The predictors used in this study were divided into 2 groups: static and dynamic features. The static features included demographic predictors, that is, age; sex; starting BMI; Socioeconomic Indexes for Areas, Index of Relative Socioeconomic Disadvantage decile, with decile 1 representing areas with the most disadvantage or least advantage and decile 10 representing areas with the least disadvantage or most advantage; and predictors anticipated to reflect the motivation for participation, that is, the number of days between setup and nominated start date and the reason (health, family, appearance, or intrinsic or personal) for weight loss. Each reason for weight loss was represented as a categorical variable, with 1 representing its presence and 0 representing its absence. To explore the impact of the opt-in dietitian support, a categorical feature was created and set to 1 for those who chose the program with support from a dietitian and to 0 for those who did not. The dynamic group of features included variables that were subject to change weekly. These included counts of individual activities (diary, forum, menu, exercise plan, food search, program, and weight entry), the sum of individual activities denoted as total activity, and accumulative weight loss. The incremental weight change between 2 adjacent weeks of the program was calculated and included as a predictor. For each predicted outcome metric, starting from week 2, all static and dynamic features available up to that week were considered as predictors. For example, for predicting activity in week 4, all dynamic features available for weeks 1, 2, and 3 were considered alongside the static feature group. The list of all features considered in this study is provided in Table S1 in Multimedia Appendix 1.

Prediction Models

In this study, we considered logistic regression with L1 regularization (L1), random forest (RF), and extreme gradient boosting (XGB) as candidate models. L1, popularly known as the least absolute shrinkage and selection operator, was chosen because of its established efficacy in solving prediction problems and ability to perform feature selection to increase model parsimony [20]. The latter ability enhances the predictive accuracy and interpretability of the resulting models and is relevant when considering large predictor sets, where many predictors may not be highly useful for predicting an outcome metric. An advantage of logistic regression is that predictions can be calculated using straightforward mathematics, which makes the implementation of models in a production environment easier than some other approaches. Two tree-based ML approaches, RF and XGB, were used because of their established superiority in pattern recognition from large, complex data [21-23]. The hyperparameters of each of the models were optimized with stratified 3-fold cross-validation on the training partition using an objective function to maximize the area under the precision-recall curve (AUC-PRC; Figure 2). Once found, the best sets of parameters were used to refit the models based on the complete training data. Details of the hyperparameter grids are provided in Table S2 in Multimedia Appendix 1.

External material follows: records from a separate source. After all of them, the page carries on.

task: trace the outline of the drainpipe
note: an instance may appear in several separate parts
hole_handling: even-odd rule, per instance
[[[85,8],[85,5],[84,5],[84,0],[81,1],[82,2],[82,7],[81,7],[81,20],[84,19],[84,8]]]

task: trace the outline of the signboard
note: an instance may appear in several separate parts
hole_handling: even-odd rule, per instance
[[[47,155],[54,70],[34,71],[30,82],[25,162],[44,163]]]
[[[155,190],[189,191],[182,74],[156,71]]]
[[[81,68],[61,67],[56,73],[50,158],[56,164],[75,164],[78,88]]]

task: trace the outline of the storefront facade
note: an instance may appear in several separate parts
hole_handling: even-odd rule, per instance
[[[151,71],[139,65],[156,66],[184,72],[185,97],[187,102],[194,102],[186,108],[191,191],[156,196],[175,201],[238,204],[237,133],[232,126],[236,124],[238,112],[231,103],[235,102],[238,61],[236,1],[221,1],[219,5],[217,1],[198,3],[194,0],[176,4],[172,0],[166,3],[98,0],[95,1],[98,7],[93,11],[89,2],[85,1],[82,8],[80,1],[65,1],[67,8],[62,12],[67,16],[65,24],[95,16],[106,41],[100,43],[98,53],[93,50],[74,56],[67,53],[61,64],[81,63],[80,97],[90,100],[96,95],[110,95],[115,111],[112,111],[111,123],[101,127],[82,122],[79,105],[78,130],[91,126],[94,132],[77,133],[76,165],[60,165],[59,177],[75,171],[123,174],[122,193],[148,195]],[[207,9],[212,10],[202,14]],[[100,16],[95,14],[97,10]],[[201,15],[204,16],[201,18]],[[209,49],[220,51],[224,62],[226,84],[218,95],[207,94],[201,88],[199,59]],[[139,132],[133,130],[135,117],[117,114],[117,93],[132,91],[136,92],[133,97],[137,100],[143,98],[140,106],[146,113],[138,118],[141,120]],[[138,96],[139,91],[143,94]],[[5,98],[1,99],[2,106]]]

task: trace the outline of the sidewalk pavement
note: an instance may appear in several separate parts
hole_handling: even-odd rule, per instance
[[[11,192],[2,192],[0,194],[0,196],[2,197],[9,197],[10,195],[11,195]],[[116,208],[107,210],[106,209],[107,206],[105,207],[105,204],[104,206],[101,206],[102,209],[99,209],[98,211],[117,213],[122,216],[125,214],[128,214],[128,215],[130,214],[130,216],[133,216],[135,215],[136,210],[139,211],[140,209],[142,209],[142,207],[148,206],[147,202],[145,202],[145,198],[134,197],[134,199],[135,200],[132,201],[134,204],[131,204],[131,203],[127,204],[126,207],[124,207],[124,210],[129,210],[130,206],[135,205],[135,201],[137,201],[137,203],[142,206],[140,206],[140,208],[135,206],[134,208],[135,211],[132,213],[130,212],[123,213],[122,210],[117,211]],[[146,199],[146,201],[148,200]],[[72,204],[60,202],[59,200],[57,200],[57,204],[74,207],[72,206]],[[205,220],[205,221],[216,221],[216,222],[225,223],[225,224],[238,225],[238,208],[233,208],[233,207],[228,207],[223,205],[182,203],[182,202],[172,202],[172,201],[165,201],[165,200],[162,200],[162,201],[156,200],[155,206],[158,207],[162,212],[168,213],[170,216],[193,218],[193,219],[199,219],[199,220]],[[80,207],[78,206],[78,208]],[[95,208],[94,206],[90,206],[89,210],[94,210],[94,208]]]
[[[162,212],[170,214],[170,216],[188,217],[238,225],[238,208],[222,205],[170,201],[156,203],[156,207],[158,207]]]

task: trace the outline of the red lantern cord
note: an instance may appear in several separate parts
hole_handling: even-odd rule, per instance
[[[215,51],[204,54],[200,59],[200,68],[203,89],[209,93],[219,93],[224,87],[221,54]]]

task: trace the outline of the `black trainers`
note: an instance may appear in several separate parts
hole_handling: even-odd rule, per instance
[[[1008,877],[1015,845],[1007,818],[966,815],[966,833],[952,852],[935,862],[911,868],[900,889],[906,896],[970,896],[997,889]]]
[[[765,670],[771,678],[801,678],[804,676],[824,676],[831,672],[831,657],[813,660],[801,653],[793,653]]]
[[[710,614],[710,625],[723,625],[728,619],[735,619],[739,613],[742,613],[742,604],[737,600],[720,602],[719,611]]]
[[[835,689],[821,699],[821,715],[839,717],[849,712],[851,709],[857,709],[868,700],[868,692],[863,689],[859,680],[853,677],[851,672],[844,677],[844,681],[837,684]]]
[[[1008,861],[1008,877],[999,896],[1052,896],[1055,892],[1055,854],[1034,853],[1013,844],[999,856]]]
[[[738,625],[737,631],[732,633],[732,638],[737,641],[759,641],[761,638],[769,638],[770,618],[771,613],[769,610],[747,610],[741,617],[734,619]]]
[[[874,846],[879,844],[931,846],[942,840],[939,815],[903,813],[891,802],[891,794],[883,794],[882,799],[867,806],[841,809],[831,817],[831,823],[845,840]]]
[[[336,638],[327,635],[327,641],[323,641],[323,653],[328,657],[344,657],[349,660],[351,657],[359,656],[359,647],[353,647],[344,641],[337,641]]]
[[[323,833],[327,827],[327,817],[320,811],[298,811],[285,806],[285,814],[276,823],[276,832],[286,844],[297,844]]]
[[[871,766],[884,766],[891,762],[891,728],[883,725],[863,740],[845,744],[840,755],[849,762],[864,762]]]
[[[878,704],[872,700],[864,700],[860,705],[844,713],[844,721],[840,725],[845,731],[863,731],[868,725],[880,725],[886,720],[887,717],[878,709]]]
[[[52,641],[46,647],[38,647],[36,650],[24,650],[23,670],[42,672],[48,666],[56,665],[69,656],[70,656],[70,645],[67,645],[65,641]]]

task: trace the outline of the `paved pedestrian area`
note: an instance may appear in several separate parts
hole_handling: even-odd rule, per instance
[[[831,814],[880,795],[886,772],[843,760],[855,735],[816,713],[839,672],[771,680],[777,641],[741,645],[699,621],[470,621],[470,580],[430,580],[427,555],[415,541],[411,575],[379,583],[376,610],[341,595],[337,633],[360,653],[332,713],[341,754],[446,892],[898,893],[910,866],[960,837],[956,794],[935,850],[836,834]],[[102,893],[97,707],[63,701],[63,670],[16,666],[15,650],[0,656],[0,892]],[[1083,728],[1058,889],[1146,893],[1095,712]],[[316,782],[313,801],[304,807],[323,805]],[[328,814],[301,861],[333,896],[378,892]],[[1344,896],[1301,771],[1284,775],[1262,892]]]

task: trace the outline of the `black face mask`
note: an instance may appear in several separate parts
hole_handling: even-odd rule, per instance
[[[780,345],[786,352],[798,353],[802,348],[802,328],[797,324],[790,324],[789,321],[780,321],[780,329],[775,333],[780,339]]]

Figure 2. (A) Schematic diagram of tree-based model candidates which takes static and dynamic features and outputs class probability. (B) Schematic diagram of 10-fold cross-validation (10FCV). (C) Schematic diagram of hyperparameters tuning with 3-fold cross-validation on training data belonging to the first fold. P1-S10 indicates data subsets 1 to 10. In magenta (B) and blue (C) are test partitions and, in grey, training partitions. Ji denotes an evaluation metric (in this study area under the precision-recall curve [AUC PRC], area under the receiver operating characteristic curve [AUC-ROC], precision, recall, and F1-score).

Model Validation

To capture variability, model validation was conducted with nested 10-fold cross-validation (10FCV; Figure 2). Nested cross-validation estimates the generalization error of the underlying model and its hyperparameter search while at the same time preventing the model from yielding an overly optimistic score [24]. Temporal validation was also carried out to simulate reality and check how the model would extrapolate to new data when trained on historic data. For this purpose, data collected between October 2014 and April 2018 were used for training the model, and data from the most recent 18 months (between May 2018 and September 2019) were used for testing.

We did not perform hyperparameter optimization on the training data but instead used the model structure (model hyperparameters) as the best parameters in the 10FCV process.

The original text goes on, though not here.